Ses çıkartmamaya özen göstererek yatağından çıktı.Bir şeyin üstesinden gelmenin tek yolu onunla yüz yüze gelmek olduğunu biliyordu.Daha doğrusu hayat bunu öğretmişti ona.Hem neyden korkacaktı ki.Çok sevdiği eşi bir gün ortadan kaybolmuştu ve bir daha haber alınmamıştı.merak etmişti ama akıbetinin ne olduğunu da tahmin edebiliyordu.Çevre köylerde de sık sık olan bir olaydı.Ve sorumlu da yüksekçe tepenin üzerinde kurulu olan yeşil renkli o yapıydı.

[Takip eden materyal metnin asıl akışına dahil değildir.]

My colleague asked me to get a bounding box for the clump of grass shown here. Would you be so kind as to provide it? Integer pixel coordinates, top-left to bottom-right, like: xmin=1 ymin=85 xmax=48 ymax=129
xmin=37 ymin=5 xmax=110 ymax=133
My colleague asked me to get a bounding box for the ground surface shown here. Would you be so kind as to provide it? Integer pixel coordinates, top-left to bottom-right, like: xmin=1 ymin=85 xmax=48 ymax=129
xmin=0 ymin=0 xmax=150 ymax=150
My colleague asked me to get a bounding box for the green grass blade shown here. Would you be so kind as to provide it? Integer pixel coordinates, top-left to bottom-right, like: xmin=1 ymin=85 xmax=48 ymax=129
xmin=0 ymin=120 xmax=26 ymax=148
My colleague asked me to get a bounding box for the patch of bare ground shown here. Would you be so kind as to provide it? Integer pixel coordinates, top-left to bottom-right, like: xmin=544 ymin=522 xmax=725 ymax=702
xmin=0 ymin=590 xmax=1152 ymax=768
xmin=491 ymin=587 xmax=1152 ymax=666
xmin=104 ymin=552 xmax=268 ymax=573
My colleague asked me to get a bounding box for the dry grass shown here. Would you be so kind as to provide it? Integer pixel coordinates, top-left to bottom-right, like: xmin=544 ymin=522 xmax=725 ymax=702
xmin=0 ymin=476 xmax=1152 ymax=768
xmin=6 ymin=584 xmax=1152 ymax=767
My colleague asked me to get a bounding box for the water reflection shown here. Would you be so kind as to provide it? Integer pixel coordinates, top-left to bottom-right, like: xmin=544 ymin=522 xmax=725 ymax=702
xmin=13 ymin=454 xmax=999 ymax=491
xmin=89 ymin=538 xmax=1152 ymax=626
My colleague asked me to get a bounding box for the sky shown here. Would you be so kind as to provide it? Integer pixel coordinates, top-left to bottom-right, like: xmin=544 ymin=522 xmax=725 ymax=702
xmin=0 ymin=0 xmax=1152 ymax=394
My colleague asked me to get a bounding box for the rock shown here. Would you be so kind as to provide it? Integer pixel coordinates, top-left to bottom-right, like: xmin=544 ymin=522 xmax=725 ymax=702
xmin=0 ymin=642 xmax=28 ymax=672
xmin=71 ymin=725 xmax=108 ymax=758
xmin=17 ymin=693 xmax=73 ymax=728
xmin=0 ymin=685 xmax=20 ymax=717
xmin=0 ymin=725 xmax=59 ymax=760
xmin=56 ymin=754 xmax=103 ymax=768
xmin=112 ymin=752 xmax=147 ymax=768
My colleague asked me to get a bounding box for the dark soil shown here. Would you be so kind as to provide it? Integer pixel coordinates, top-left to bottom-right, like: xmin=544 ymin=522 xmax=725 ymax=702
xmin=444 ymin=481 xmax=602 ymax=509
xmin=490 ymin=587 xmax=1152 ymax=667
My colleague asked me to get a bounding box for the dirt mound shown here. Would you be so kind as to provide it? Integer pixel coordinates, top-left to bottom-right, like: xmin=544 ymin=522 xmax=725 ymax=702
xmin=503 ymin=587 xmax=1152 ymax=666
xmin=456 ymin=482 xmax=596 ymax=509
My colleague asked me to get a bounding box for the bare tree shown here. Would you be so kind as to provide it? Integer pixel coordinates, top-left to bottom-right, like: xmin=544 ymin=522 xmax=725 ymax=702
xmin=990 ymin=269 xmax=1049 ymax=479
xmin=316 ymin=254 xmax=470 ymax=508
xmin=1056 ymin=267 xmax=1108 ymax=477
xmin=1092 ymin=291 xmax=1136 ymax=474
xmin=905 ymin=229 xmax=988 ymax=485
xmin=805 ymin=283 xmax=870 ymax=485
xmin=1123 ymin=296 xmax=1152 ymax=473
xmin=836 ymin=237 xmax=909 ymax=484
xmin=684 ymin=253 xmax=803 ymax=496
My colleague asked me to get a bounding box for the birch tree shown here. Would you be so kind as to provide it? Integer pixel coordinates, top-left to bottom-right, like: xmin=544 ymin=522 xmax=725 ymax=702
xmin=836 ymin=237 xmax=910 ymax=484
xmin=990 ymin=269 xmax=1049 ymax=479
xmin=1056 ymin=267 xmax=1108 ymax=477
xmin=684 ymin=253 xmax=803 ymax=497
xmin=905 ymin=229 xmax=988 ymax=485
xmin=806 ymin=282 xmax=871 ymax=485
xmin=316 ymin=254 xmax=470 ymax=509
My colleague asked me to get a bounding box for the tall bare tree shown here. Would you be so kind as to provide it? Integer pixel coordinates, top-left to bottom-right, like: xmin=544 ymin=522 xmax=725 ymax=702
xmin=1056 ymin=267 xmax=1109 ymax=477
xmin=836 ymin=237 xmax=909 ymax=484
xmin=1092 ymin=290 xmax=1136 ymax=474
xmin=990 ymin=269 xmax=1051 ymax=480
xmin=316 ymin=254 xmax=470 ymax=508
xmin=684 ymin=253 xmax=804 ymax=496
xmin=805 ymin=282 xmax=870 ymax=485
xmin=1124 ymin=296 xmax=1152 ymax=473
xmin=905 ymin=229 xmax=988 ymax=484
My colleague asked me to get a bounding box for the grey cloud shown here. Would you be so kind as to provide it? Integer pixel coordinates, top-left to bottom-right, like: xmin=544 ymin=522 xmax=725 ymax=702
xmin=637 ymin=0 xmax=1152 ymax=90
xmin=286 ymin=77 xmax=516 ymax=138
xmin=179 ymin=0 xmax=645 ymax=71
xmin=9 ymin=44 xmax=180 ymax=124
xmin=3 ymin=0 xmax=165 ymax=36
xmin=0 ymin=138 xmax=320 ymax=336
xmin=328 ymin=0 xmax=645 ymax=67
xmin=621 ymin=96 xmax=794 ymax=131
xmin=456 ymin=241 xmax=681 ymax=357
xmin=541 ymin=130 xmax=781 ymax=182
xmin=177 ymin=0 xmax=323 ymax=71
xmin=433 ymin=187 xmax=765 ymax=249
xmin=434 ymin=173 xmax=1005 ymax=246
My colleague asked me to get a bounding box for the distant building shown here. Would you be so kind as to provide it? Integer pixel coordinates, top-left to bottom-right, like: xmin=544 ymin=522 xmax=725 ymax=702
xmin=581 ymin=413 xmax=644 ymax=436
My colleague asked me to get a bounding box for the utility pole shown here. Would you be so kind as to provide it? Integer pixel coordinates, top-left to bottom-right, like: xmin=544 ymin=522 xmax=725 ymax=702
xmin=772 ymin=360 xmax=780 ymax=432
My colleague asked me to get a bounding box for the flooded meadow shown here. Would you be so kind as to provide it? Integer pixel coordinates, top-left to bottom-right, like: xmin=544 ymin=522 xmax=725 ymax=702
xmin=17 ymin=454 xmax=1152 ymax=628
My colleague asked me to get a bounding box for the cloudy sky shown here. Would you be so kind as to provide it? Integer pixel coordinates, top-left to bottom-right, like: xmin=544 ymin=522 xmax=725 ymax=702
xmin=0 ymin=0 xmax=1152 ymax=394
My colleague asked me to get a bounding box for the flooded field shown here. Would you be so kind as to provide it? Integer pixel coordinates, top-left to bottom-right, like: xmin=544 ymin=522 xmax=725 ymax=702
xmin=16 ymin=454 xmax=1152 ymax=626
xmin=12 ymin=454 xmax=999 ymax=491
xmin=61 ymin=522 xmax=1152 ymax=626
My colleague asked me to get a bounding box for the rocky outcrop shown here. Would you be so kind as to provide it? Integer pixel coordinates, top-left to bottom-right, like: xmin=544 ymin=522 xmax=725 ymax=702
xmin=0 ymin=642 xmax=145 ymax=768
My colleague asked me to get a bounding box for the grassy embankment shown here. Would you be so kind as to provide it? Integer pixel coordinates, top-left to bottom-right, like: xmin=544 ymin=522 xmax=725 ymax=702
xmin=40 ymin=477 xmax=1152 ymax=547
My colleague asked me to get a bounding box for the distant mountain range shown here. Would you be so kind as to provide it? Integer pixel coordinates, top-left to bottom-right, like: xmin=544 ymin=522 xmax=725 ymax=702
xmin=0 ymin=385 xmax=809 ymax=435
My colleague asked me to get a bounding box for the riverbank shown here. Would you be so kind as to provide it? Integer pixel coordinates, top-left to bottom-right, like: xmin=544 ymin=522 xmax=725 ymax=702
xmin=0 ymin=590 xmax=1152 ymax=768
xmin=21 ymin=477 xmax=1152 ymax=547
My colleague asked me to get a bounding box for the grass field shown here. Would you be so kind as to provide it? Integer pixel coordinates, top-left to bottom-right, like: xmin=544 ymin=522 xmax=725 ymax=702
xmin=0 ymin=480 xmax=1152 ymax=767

Işıkları yakmadan yatak odasından salona geçti elinde tuttuğu tabancayla.Dış kapıya yöneldi.Heyecan,korku.dışardaki kişini kocası olma ümidiyle.Dış kapnın mandalını açtı.Dışardaki kişi her kimse ise kapıda beklediğini hızlı hızlı solumasından anlıyordu.Tabancayı doğrultmuş halde kapıyı açtı göz göze geldiler.Adamı tanımıyordu.Ay ışığından üzerinde kalınca bir kazak olan sakalları uzamış yirmili yaşlarda bir genç olduğu çok sonra hatırlamıştı.
Kadın hemen sordu:
-Kimsin?Benden, evimden ne istiyorsun?
Genç yanıtladı
-Arkadaşlarıma katılacaktım fakat onları kaybettim.Acıktım.Köye doğru yöneldim.En dıştaki ev de senin evindi.Görüyorum ki hem kadınsın hem de misafirperver olmadığın elindeki silahtan anlaşılıyor.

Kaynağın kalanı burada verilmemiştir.